Мало-помалу прижился Александр Щорс в Сновске. Михайло Табельчук помог ему устроиться в депо. Под его надзором освоил профессию деповского слесаря, получил рабочее место с верстаком. Начал самостоятельно зарабатывать себе на хлеб.

Среди чужих людей почти родной ему стала семья Табельчуков. Особенно близко сошелся со старшими детьми Михайла — Петром, Николаем и Казимиром. Хотя и была значительной разница между ними в летах, но это не мешало подросткам дружить с усатым отставным солдатом, делиться с ним своими секретами.

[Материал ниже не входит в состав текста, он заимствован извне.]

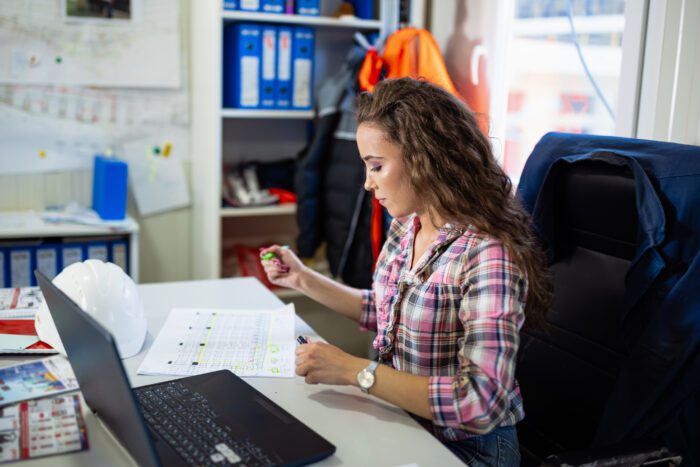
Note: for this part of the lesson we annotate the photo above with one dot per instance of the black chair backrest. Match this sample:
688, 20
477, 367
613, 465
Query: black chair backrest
566, 372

Особой привязанностью отличался Казимир, Казя, как звали его в семье. Это был худой, долговязый мальчик лет 5–6, с пытливым взглядом серых, как у отца, глазами. Его интересовало буквально все, и поэтому он всех одолевал вопросами. Почему тонет человек в реке? Почему птицы летают и не падают? Почему ветки качает ветер и откуда сам ветер?.. Эти вопросы ставил в тупик, прежде всего, отца Михайлу. Отмахивался от назойливого сына, делал сердитый вид:

— Отцепись ты, репьях. К батюшке ступай Николаю. Или к своим богомазам… Те втолкуют…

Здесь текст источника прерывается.